Every other bit of music I know, any form that says anything about an artist or a culture bigger than itself, took me forever to absorb. Lots of repetition. Lots and lots. (At some point, aren't you supposed to get faster at learning?)

So, starting tonight, Symphony No 1 two-a-days.


The bigger picture, of course, is how (or if) to apply this approach to community "issues" - education, health, etc. Does it only work with art, either because that is just a "nice to have" that no one needs to dig their heels in about, or because it's not a "hard" issue? Is the approach deceptively participatory, because even though a range of groups are involving themselves, they represent only a small part of the whole community?

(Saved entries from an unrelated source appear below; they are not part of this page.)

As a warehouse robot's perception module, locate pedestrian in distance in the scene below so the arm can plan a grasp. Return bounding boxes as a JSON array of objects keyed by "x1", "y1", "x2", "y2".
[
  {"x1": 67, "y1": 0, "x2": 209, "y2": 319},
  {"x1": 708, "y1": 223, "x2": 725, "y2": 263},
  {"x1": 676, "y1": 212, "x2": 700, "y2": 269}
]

And what if we really should be dancing about architercture (or about urban planning, or affordable housing)? Does wordiness drive people and groups out of the deliberative process? Does linearity pass right by good but mishapen solutions?

Sunday, January 08, 2006

My Georgian Anecdote

(for the Young Caucasus Women)

I was volunteering with the english-as-a-second-language program at Lanier High School. Basically my job consisted of spending one class period with a pair of students to trick them into communicating in English. (It can be mortifying just to be a teenager: trying to figure out what is going on with your own self, understand that in context with the rest of the world and everyone in it, and figure out how to respond. Imagine adding to that all of a sudden you can't even control the language. So most of these teens' english was much much better than they believed it was. If they were actually interested in the conversation they could forget to worry about all the things that might be wrong.)

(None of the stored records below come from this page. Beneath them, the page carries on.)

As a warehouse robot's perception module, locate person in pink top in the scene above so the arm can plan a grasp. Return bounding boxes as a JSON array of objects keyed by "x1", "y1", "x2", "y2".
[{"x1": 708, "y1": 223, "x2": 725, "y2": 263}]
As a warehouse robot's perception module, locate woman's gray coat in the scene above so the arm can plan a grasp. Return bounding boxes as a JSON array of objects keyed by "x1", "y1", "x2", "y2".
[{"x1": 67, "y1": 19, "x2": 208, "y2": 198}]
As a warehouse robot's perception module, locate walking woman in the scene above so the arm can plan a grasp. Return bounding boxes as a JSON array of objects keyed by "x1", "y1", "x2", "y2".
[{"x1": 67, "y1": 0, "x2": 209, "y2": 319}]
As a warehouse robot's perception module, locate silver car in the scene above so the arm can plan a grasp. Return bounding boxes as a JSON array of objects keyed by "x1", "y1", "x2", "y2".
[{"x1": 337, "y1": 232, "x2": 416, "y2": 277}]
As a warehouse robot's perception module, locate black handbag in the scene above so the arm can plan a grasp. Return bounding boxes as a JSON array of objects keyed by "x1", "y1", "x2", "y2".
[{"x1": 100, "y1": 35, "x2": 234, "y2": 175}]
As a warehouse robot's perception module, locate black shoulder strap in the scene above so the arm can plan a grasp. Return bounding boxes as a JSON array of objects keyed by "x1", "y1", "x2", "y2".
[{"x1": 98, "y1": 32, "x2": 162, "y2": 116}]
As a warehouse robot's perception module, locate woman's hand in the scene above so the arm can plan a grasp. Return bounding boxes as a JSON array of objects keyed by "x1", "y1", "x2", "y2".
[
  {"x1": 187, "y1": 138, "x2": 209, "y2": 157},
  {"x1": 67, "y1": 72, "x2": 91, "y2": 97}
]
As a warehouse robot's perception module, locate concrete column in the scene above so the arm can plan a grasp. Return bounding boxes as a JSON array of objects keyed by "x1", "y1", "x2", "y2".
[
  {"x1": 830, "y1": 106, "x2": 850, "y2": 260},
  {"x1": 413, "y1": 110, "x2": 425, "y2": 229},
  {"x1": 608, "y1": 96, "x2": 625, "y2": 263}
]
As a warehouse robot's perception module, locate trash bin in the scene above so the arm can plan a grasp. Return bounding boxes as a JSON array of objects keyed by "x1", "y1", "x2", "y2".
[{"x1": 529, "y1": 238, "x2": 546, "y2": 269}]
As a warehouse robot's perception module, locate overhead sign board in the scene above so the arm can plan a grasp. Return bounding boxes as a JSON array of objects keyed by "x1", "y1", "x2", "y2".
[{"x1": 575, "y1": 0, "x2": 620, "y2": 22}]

I had mentioned one day that most people who live in Austin aren't from here. (Literally. Half the people who are here now weren't here ten years ago.) A Ukrainian student, who tended to be sort of withdrawn, asked where I was from. Without thinking too much, I said "Georgia". All of a sudden his face lights up, he leans forward, blurts out, "My mother is from Georgia!" and launches into an animated monologue about all the things that were different for her in Ukraine.

Now yall from the Caucasus already see how this story ends. But, at the time, I was sitting there trying to keep listening actively to what he was saying, while trying to figure out what the heck went wrong. He was very sure we had communicated, and I was pretty sure we hadn't. Eventually he got to the part about how his parents met, which involved his father's service in the Soviet army, and I finally caught on. It was a little bit of a downer when I had to explain that I didn't actually come from the same place as his mother. But I think he did take away the idea that bobbles in communication aren't necessarily because of your vocabulary. And that grown-ups are as likely to be the source of confusion as teenagers.

(In case you were wondering, the former British colony of Georgia was named for King George II of England. I believe the former Soviet republic is known as Georgia from the Persian for "mountains"?)
Map of GeorgiaMap of Georgia(Vaguely to scale)

Sunday, January 01, 2006

Most commonly looked-up words, 2005

From the Meriam-Webster online dictionary
  1. refugee
  2. contempt
  3. filibuster
  4. insipid
  5. tsunami
  6. pandemic
  7. conclave
  8. levee
  9. inept
I have to admit, I'm charmed that people use the dictionary. Or maybe relieved - I look words up all the time, but I was thinking that I had an excessive interest in word origins. I'm especially charmed that these are all clearly words which were used frequently last year, in the repetitious flow of 24-hour news and information. Yet people were actually paying enough attention to say to themselves, "I hear that word all the time, but you know, I'm not exactly sure what it means. I think I'll look it up in the dictionary."

Yay, human race! Yay, quest for knowledge!